А чаще бывало, что шли на ближайшую котельную и под покровом ночи набирали. Это черта той жизни, чего там скрывать. Ну понятно, что так было… не надо чересчур деликатничать.
Так вот про уголь. Когда у нас все началось, отпустили цены, с января 1992 года. Федоров в ноябре-декабре 1991 года звонил, давал телеграмму Ельцину, просил так не делать, отпускать цены, но так сделали. И когда отпустили цены, их отпустили не для всех. И угольная промышленность полтора года, до середины 1993 года, не могла повышать свои цены. Это получается себестоимость сто рублей, а продаем за четыре. Ну так… образно говоря. А помните инфляцию 1992 года? Когда в конце года это все выросло.
А.:
Об этой инфляции у меня тоже есть жизненная история.
О.:
Давайте после перерыва.
***
О.:
Продолжаем наш разговор.
А.:
Вспомнилась мне такая история. В девяностые ребенок был маленький совсем, они с моей супругой сидели дома, она не работала. И на ребенка выплачивалось пособие. Я вот точно, до рубля, не могу вспомнить, но вот пришло пособие, жена брала эти денежки, шла в магазин и покупала сметанки. Хватало на небольшую баночку. Через месяц она получает пособие, идет в магазин, ей уже полбаночки сметанки наливают. Еще через месяц вообще на донышке. И она мне со слезами рассказывала, когда через четыре месяца пошла в магазин, дает баночку, той же самой продавщице, она на нее так посмотрела и капнула туда одну капельку.
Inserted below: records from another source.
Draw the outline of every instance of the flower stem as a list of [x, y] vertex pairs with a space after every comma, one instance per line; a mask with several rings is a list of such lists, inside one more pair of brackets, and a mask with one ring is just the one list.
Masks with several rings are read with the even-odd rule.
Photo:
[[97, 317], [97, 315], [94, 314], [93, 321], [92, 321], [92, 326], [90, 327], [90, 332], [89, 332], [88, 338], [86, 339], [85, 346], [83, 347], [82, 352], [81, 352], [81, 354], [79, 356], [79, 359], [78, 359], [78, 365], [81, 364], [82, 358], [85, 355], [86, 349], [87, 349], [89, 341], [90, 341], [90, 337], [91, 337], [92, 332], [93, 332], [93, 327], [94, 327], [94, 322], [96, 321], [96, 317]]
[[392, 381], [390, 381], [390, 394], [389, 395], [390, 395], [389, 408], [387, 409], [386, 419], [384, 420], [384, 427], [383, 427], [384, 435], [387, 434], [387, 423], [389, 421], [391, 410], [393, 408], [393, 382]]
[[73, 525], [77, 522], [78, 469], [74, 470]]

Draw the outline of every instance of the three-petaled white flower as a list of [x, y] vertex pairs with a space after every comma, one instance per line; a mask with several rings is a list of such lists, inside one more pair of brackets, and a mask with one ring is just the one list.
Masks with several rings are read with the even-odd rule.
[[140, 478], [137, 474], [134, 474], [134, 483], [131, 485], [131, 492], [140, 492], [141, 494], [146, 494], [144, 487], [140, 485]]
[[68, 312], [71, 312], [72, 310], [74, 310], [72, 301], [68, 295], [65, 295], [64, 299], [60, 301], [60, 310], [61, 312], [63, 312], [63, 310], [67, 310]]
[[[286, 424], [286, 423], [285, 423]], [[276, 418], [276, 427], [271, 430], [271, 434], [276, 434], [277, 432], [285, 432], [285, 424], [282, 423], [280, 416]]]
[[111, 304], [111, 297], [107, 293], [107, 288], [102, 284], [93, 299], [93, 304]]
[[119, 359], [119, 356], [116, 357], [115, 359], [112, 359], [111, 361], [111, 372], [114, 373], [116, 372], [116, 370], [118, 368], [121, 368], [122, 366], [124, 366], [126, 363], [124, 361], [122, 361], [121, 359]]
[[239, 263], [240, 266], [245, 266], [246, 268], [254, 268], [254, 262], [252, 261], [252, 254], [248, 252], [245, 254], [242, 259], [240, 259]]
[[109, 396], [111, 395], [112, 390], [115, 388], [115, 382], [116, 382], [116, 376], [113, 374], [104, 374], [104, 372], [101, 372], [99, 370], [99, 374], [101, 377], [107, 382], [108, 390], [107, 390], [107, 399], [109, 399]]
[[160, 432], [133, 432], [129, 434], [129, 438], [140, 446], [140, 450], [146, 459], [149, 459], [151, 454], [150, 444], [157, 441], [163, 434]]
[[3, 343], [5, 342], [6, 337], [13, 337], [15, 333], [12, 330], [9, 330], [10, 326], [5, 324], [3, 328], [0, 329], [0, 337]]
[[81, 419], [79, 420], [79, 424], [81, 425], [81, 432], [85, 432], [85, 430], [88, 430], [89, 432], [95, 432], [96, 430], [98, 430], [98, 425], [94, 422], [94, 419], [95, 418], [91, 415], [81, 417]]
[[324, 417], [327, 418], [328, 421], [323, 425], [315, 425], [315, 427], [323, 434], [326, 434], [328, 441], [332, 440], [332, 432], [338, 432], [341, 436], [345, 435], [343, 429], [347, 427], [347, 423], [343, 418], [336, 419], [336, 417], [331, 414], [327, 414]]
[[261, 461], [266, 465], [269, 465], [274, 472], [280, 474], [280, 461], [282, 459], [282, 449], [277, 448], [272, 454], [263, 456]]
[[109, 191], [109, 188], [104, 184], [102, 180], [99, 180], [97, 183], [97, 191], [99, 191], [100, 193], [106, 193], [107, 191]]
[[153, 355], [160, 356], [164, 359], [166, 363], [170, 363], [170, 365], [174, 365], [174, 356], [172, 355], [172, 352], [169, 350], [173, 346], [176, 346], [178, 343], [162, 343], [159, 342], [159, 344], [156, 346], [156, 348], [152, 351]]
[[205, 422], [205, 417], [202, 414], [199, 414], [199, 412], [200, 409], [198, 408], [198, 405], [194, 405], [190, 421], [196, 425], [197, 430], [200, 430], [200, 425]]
До такой степени была инфляция.
Знаешь, сейчас, когда вводятся новые пособия, материнский капитал – меня это очень сильно радует. В те годы было и дорого и просто невозможно маленьких детей заводить.
Много говорим о демографической яме, которая образовалась в девяностые годы, но кормить нечем было детей. У меня ребенок вырос на молочных японских смесях, это была гуманитарная помощь от страны, которую мы сейчас …тем не менее, когда нам нечего было кушать, они загружали пароходы и отправляли сюда еду.
О.:
А гуманитарную помощь выдавала мэрия.
Тетрадки помните в каждом магазине? Только пенсия и продавец говорит: а я вам сегодня не продам ничего. Вы пенсию получили, надо бы с долгом рассчитаться.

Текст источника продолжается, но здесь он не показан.